An idea I've been thinking over for having a skeletally animated mesh with the ability to lip-sync to speech.
- Imagine a human ragdoll mesh. The head can be represented by a single body. If we remove the head (but nothing else, not even the neck), we still have a fully functioning ragdoll. It is important to note that the neck joint to which the head was attached should not be removed. Let us call the neck joint "NTAG".
- Now imagine that the head mesh that we have removed is stored as a separate file in MD3 format. This MD3 file contains a single "tag", which is also called "NTAG".
- When the ragdoll is loaded, the head mesh is loaded too and is rejoined with the body by linking the MS3D joint "NTAG" and the MD3 tag "NTAG".
- Well, what have we achieved?

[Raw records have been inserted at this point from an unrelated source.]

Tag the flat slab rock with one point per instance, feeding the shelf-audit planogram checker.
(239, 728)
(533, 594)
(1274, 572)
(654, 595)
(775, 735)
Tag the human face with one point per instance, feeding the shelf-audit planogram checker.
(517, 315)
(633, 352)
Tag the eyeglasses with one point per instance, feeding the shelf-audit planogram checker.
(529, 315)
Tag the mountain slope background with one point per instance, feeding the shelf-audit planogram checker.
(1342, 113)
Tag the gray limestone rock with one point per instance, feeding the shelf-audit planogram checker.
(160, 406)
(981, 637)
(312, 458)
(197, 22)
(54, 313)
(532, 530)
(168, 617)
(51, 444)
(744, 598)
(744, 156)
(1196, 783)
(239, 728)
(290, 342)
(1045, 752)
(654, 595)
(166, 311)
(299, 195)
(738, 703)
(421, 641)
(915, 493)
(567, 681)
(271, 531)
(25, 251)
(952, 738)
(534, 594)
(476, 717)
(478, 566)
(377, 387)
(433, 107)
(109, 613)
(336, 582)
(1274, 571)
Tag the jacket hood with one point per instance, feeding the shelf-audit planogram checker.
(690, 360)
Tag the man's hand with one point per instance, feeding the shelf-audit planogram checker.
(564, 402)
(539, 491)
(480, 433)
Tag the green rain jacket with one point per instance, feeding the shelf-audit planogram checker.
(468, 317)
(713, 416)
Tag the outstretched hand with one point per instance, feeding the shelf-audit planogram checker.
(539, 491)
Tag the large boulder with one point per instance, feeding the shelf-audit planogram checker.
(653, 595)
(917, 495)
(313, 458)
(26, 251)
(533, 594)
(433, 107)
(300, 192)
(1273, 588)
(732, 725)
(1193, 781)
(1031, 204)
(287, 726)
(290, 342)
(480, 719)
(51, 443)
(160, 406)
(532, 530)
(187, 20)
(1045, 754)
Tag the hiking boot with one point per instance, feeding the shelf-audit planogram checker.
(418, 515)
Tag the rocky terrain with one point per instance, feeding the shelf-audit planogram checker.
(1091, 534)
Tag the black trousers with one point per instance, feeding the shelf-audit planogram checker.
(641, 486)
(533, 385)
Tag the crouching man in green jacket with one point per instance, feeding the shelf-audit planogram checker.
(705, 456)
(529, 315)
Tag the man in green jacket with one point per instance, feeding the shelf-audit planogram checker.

Not much - we have the same model as before, only now the head is stored as a frame-by-frame model while the body is stored as a ragdoll.
- Next step: For the MD3 head model, create a separate animation frame for every sound the human mouth can make. Each frame should be named appropriately (eg, the animation frame of the head making an "eeh" sound should be named "eeh", etc).
- Using SDL_mixer, load some speech sounds into the project.
- Hook up an SDL_mixer sound channel to an output preprocessor function. This allows the user to access any raw sound data for that channel just before it is played.
- Analyse the speech WAV as it is played using this callback function. Whenever an "ahh" sound is played, set the MD3 head mesh to the frame named "ahh", etc.
- To improve the effect, use linear interpolation for the MD3 frame transitioning to smooth the mouth movement and make it look more natural.